Charles R. Carpenter wants to take the Internet back a century or two.
The first step in the process has been to corner the market on property maps, known as cadastral maps, by buying up the companies that printed them. The name sounds like fortune teller’s equipment, but from 1860 to about 1930, cadastral maps recorded property ownership at every address in the U.S.
Carpenter’s company, Historic MapWorks LLC of Scarborough, Maine, now owns the rights to some 1.2 million of them, covering the entire U.S. Seven employees are scanning the map library and linking them street by street to current maps, using latitude and longitude points where old streets have disappeared and old neighborhoods are paved over.
“We have produced a digital, historic Google Earth,” said Carpenter, a fellow at IDEXX Laboratories Inc. (Nasdaq: IDXX), and a longtime art collector.
Earlier this month, Google Inc. (Nasdaq: GOOG) announced in a blog post that its Google Earth product would begin offering historical images. Another feature, added in 2006, indexes 120 maps from a private collection, allowing users to lay them in digital transparencies over current Google map and satellite images.

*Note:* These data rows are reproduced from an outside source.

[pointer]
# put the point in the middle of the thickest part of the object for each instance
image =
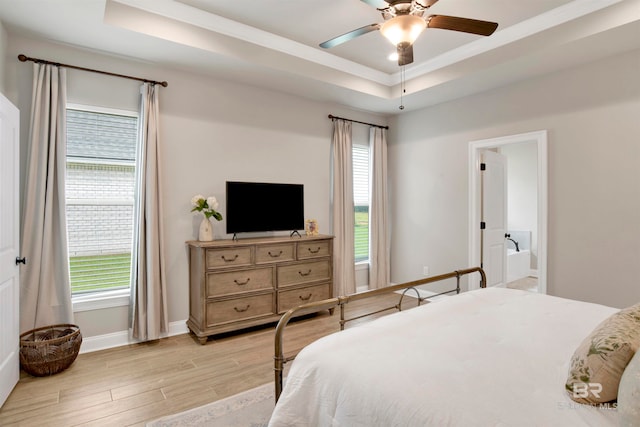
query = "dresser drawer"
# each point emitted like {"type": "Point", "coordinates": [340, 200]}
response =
{"type": "Point", "coordinates": [239, 308]}
{"type": "Point", "coordinates": [295, 297]}
{"type": "Point", "coordinates": [231, 282]}
{"type": "Point", "coordinates": [303, 272]}
{"type": "Point", "coordinates": [313, 249]}
{"type": "Point", "coordinates": [228, 257]}
{"type": "Point", "coordinates": [274, 253]}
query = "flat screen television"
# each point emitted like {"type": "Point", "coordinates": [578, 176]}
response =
{"type": "Point", "coordinates": [259, 206]}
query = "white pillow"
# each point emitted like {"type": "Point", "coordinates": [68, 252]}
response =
{"type": "Point", "coordinates": [629, 394]}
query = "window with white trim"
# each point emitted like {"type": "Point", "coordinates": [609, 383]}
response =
{"type": "Point", "coordinates": [361, 201]}
{"type": "Point", "coordinates": [100, 183]}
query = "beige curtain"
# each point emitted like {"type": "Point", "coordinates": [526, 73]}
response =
{"type": "Point", "coordinates": [342, 205]}
{"type": "Point", "coordinates": [149, 318]}
{"type": "Point", "coordinates": [379, 275]}
{"type": "Point", "coordinates": [45, 292]}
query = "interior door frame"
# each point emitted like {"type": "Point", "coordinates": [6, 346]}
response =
{"type": "Point", "coordinates": [475, 147]}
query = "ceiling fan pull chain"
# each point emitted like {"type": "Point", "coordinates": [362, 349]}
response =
{"type": "Point", "coordinates": [402, 88]}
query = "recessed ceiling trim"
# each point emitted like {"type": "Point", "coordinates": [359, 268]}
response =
{"type": "Point", "coordinates": [537, 24]}
{"type": "Point", "coordinates": [179, 11]}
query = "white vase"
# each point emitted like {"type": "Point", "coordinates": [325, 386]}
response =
{"type": "Point", "coordinates": [205, 233]}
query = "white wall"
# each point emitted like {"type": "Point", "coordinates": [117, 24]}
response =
{"type": "Point", "coordinates": [592, 116]}
{"type": "Point", "coordinates": [211, 131]}
{"type": "Point", "coordinates": [522, 191]}
{"type": "Point", "coordinates": [3, 50]}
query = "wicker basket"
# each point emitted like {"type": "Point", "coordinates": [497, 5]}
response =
{"type": "Point", "coordinates": [50, 349]}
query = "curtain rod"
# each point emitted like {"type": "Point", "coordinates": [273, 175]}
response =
{"type": "Point", "coordinates": [331, 116]}
{"type": "Point", "coordinates": [24, 58]}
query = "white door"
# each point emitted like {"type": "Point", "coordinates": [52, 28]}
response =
{"type": "Point", "coordinates": [494, 217]}
{"type": "Point", "coordinates": [9, 249]}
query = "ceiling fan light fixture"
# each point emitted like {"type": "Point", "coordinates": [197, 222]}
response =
{"type": "Point", "coordinates": [403, 29]}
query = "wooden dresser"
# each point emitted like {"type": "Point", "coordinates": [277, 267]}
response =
{"type": "Point", "coordinates": [248, 282]}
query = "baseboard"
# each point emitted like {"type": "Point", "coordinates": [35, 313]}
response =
{"type": "Point", "coordinates": [117, 339]}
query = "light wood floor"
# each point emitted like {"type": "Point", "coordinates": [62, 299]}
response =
{"type": "Point", "coordinates": [133, 384]}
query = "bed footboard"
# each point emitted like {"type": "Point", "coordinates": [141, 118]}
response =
{"type": "Point", "coordinates": [331, 303]}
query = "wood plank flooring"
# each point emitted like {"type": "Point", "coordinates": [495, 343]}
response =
{"type": "Point", "coordinates": [134, 384]}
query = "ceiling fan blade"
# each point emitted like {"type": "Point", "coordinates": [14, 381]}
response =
{"type": "Point", "coordinates": [465, 25]}
{"type": "Point", "coordinates": [378, 4]}
{"type": "Point", "coordinates": [405, 55]}
{"type": "Point", "coordinates": [349, 36]}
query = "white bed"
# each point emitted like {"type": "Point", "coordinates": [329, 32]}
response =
{"type": "Point", "coordinates": [490, 357]}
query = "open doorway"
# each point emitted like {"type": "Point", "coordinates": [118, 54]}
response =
{"type": "Point", "coordinates": [529, 230]}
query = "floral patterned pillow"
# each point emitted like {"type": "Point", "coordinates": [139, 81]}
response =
{"type": "Point", "coordinates": [629, 394]}
{"type": "Point", "coordinates": [599, 362]}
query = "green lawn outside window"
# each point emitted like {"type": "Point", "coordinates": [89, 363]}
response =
{"type": "Point", "coordinates": [99, 272]}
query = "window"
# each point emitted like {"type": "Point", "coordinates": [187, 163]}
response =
{"type": "Point", "coordinates": [361, 201]}
{"type": "Point", "coordinates": [100, 183]}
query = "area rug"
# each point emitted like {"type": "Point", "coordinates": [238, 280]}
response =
{"type": "Point", "coordinates": [251, 408]}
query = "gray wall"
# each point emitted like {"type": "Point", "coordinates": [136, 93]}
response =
{"type": "Point", "coordinates": [592, 114]}
{"type": "Point", "coordinates": [211, 131]}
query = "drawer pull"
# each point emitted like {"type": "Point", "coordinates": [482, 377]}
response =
{"type": "Point", "coordinates": [307, 298]}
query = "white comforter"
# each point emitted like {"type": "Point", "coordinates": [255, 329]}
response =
{"type": "Point", "coordinates": [491, 357]}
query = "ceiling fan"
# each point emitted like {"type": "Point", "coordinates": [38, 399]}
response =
{"type": "Point", "coordinates": [404, 22]}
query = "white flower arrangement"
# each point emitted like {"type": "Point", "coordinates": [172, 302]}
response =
{"type": "Point", "coordinates": [207, 206]}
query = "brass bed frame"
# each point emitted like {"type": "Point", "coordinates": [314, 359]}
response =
{"type": "Point", "coordinates": [331, 303]}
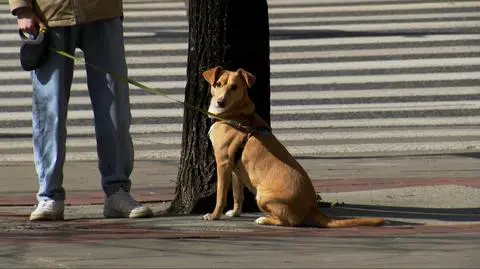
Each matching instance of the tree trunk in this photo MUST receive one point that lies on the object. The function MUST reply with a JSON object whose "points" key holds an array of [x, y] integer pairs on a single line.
{"points": [[233, 34]]}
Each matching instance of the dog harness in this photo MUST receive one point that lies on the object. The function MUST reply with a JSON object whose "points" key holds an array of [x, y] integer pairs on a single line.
{"points": [[249, 130]]}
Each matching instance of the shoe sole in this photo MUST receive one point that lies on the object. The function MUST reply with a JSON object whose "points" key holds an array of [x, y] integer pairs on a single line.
{"points": [[146, 213], [47, 217]]}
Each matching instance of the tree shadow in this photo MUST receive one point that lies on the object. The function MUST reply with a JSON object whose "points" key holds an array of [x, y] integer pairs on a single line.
{"points": [[411, 213]]}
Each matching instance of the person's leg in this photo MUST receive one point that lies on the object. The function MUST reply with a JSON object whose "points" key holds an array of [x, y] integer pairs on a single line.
{"points": [[102, 43], [51, 90]]}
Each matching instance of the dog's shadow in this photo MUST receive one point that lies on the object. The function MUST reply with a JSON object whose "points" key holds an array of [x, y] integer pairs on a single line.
{"points": [[404, 215]]}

All this is free, but Carpenter believes subscribers will pay $30 a month for unfettered access to many times more and deeper historical data in an online map collection that is expanding daily. His current customers include genealogists, title researchers, libraries and art galleries, he said. “There’s a business in the history of places.” Carpenter hopes at some point to license the maps to Google and other generalist map applications.
Historic MapWorks, capitalized with about $3.5 million in total investment from founders and angels, has coded its own database search and global information system (GIS) software. It plans to reach break-even by the end of 2009, said Carpenter’s son and business partner, Charles A. Carpenter.

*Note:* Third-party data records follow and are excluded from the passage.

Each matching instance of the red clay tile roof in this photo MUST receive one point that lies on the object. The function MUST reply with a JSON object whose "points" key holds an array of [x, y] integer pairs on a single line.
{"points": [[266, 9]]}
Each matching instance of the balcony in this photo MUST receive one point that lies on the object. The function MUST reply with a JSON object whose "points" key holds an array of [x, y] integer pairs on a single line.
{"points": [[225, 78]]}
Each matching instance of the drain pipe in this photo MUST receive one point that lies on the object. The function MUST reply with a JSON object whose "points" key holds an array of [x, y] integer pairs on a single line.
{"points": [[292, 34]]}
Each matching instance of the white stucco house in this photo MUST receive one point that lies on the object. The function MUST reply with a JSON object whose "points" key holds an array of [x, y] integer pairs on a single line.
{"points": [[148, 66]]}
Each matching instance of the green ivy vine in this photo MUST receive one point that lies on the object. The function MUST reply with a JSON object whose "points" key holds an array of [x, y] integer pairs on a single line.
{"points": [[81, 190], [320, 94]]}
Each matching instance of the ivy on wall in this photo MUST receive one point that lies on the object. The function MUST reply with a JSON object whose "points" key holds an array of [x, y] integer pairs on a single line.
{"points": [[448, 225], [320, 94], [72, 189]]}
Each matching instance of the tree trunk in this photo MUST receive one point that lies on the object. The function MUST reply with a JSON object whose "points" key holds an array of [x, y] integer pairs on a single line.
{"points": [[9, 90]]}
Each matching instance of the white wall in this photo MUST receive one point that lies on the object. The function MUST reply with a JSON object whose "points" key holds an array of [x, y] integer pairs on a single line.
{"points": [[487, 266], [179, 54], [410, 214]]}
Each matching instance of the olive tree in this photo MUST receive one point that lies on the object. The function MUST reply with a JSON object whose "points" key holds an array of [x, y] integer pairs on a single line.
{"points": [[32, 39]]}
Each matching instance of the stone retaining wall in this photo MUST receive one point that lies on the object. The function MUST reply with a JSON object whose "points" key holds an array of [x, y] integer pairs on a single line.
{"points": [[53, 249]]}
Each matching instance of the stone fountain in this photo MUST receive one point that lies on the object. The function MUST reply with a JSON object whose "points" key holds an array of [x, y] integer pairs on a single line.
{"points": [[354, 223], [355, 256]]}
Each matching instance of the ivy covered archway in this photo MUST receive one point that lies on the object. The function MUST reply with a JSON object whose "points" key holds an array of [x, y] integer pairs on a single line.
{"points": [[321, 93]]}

But canny mapmakers’ tricks of the trade have made it difficult to turn a 2009 dollar on the originals. To protect their lock on the lucrative market for atlas inserts and addenda, cadastral map publishers subtly shifted the north-south axes of their maps, the younger Carpenter said.
That makes it hard to index each map to true latitude and longitude, the younger Carpenter said. “You can’t automate it. You can’t sit down and say, ‘We know this map goes here, so map B goes there, and map C goes there’,” he said. “There’s a lot of human time involved.”